Despite not winning the actual contest, the experience of competing was much more rewarding for Lentowicz and the other Diamonds in the Rough, she said.

“Everyone was supportive, every country. Russia accepted us with open arms, and it’s a country where it's actually illegal for women to work underground,” Lentowicz said. “We were the first [all-female] team to ever perform work underground and they were nothing but receptive. So, with the People's Choice award it was great to be recognized for all that we were doing, and also be recognized that as women we were thoroughly accepted by our male counterparts at such an event.” 

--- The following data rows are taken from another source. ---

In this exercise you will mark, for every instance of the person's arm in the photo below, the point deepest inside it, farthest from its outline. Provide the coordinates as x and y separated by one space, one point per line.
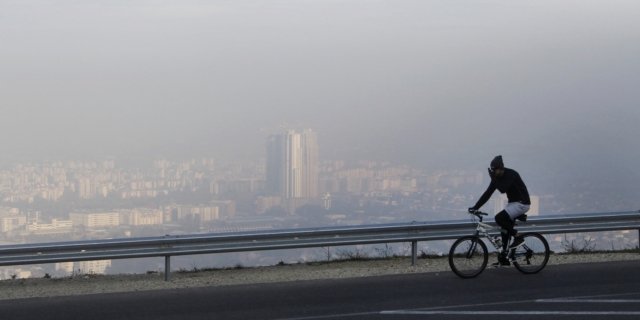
485 196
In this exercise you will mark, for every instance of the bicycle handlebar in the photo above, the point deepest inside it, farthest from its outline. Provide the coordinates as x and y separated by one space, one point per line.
479 213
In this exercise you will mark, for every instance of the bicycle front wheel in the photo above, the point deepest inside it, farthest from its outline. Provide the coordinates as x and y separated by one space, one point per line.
468 257
533 255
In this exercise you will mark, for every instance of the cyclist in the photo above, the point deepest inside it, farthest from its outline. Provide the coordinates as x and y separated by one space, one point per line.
506 181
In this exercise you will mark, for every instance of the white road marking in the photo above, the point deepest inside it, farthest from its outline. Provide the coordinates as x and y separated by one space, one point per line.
518 313
589 300
426 310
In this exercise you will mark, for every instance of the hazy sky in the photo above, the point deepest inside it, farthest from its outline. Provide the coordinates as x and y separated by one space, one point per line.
547 84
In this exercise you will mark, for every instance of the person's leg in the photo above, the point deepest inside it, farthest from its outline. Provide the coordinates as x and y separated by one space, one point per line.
505 222
515 210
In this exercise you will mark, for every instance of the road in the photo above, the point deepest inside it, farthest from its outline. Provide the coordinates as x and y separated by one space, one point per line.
596 290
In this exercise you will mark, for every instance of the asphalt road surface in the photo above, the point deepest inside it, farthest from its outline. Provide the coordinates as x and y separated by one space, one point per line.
594 291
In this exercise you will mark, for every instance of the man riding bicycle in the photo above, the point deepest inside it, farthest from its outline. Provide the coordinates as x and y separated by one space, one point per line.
506 181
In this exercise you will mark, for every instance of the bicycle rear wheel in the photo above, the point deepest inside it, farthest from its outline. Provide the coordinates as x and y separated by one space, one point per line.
533 255
468 257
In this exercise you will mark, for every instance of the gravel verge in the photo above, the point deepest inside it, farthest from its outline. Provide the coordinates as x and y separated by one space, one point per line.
93 284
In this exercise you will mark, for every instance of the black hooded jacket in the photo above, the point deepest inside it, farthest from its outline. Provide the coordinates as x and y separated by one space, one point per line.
511 184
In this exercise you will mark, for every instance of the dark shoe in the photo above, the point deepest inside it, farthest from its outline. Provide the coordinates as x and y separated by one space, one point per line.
518 241
501 264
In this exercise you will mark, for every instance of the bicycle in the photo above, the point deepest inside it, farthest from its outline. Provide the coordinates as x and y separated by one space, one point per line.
468 256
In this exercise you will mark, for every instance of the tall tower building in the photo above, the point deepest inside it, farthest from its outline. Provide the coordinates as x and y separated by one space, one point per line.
309 146
275 163
292 164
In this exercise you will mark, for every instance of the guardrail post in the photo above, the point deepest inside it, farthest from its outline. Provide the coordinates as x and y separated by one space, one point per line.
167 268
414 253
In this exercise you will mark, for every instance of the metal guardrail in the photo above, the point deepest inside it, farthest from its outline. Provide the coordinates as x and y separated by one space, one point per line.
413 232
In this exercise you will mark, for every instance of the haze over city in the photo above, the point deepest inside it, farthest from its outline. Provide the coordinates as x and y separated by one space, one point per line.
435 88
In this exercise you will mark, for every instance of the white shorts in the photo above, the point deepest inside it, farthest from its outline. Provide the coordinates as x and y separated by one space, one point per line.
515 209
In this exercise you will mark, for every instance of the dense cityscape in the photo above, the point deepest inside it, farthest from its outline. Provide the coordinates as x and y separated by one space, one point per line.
289 188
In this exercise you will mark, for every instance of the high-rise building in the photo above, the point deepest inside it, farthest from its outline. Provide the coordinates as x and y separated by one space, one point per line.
292 164
275 163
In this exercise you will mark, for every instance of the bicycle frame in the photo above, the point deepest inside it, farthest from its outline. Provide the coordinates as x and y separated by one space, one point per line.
481 228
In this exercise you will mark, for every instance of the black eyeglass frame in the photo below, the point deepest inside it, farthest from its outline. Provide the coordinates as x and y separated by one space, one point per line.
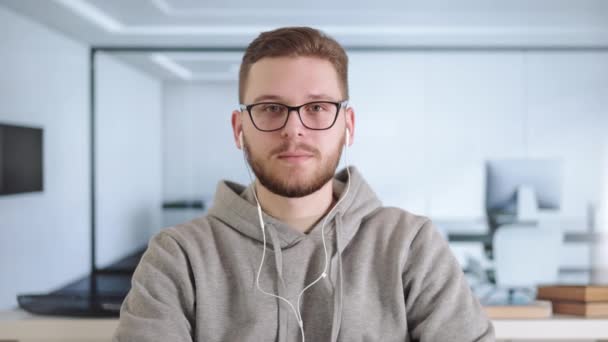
339 106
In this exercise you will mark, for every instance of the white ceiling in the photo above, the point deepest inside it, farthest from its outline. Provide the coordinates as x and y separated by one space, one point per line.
378 23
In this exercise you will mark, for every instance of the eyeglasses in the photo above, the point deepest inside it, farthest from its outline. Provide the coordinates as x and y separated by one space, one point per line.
270 116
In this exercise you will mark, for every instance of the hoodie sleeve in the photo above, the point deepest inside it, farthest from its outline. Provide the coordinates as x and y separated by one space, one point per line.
439 303
160 304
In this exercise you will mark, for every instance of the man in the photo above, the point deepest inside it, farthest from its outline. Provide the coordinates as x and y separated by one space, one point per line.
301 253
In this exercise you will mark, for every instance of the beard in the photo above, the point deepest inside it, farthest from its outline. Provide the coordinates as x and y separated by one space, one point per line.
293 183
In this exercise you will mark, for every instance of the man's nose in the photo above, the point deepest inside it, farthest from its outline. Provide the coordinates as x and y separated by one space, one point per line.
293 126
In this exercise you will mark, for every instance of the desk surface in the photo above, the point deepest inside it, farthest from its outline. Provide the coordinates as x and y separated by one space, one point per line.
18 324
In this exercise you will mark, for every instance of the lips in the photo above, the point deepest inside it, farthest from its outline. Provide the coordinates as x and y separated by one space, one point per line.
294 156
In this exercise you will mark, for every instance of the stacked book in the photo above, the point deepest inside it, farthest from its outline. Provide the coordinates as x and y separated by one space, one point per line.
531 310
580 300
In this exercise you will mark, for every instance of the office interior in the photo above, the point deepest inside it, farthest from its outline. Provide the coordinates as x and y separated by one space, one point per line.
134 98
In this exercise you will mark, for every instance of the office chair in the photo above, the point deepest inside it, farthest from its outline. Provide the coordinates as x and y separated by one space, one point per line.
525 256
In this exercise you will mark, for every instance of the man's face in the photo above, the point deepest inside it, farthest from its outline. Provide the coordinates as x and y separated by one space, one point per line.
293 161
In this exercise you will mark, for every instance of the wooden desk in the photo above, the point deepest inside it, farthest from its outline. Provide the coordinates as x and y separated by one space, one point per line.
20 326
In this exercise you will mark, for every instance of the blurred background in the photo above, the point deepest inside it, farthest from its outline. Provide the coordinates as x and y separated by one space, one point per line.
115 123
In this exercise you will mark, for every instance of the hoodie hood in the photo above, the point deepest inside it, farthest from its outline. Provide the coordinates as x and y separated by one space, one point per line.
235 206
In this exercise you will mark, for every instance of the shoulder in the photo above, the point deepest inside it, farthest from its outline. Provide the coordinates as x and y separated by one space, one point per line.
398 219
184 234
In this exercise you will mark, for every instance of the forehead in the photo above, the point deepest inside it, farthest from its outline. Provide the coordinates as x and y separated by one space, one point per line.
292 80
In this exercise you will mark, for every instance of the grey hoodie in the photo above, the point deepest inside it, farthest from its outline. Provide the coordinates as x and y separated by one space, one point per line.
392 279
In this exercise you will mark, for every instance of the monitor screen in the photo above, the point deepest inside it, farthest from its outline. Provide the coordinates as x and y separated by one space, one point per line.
503 177
20 159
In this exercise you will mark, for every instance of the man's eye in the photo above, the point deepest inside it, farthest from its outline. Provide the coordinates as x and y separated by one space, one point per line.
272 108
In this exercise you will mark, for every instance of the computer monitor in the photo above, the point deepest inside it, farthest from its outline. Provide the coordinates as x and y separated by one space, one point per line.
21 159
520 183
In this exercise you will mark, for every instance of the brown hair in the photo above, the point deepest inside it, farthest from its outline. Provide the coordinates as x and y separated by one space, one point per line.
294 42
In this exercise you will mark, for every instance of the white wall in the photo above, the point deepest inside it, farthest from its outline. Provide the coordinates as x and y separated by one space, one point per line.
198 147
436 117
426 123
44 236
129 150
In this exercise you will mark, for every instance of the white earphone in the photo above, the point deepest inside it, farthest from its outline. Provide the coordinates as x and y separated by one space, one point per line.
295 308
347 140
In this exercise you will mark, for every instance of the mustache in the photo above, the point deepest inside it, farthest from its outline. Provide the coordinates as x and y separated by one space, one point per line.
290 146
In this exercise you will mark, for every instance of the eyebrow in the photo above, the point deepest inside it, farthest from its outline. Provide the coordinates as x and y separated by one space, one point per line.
270 97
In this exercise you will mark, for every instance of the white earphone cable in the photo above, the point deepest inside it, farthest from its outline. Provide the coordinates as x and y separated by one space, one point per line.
296 309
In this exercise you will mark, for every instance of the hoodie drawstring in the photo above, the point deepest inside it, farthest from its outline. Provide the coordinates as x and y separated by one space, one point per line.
338 290
338 294
278 260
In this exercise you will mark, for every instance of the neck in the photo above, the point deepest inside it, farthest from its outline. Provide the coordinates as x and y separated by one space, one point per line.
302 212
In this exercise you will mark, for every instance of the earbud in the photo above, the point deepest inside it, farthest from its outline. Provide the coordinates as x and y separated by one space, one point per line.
347 139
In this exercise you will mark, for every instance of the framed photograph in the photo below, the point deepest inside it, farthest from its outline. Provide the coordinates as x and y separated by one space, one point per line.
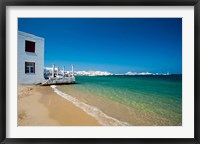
100 71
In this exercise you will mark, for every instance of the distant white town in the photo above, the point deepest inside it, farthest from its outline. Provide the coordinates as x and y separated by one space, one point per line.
103 73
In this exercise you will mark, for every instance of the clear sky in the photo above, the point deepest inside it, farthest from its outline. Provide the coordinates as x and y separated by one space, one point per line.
116 45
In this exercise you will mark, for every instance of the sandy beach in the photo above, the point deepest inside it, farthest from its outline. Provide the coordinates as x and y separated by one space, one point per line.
40 106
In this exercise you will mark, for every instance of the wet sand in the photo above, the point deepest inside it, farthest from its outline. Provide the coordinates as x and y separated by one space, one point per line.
40 106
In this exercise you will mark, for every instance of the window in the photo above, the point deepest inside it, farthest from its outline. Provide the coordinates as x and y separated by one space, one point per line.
29 67
29 46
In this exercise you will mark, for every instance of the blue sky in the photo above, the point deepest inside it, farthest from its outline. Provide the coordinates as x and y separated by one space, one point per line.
117 45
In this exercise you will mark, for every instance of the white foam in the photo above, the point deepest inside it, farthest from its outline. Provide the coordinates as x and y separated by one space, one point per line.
101 117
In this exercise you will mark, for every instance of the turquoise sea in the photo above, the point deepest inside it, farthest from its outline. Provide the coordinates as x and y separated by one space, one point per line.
146 100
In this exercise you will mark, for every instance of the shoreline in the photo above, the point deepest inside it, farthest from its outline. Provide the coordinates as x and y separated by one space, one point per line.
41 106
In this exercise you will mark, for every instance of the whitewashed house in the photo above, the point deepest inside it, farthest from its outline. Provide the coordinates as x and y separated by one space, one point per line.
30 58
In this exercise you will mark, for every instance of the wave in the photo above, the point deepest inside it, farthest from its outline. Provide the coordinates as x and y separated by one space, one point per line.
95 112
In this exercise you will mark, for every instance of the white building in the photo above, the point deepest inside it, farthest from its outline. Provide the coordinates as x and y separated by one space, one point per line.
30 58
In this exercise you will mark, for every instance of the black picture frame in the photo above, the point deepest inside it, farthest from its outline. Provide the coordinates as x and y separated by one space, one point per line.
5 3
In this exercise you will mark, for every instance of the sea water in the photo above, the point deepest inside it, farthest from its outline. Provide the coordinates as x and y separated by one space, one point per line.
146 100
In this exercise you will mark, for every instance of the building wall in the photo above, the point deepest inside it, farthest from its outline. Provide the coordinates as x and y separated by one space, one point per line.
37 57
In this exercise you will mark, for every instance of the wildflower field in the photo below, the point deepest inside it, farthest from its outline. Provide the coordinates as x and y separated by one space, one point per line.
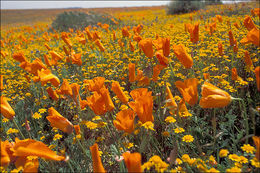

The majority of the categories were dominated by Russian teams. The Kemerovo MRS team, which took first place overall, was first in four of the eight categories, and placed in the top three in two others. At the end of the competition, Kemerovo MRS and Rubana VMRT, both Russian teams, took the gold and silver medals, with the Komir team from Kazakstan taking bronze. 

The Diamonds in the Rough made their way to Russia thanks to a GoFundMe fundraiser, allowing them to participate without having to pay out-of-pocket.

This won’t be the last that the IMRC has heard of the Diamonds in the Rough. Lentowicz said that she plans to compete again next year with new additions to the team’s roster and even train a youth team for a similar competition held in Texas.

“My hope is to ... not just have the women that we had this time, but train more women so that they can compete,” Lentowicz said. “One of the goals of our non-profit is to bring awareness to diversity and inclusion, and the reason we want to train women is because it gives their mine sites an opportunity to see how well women do.”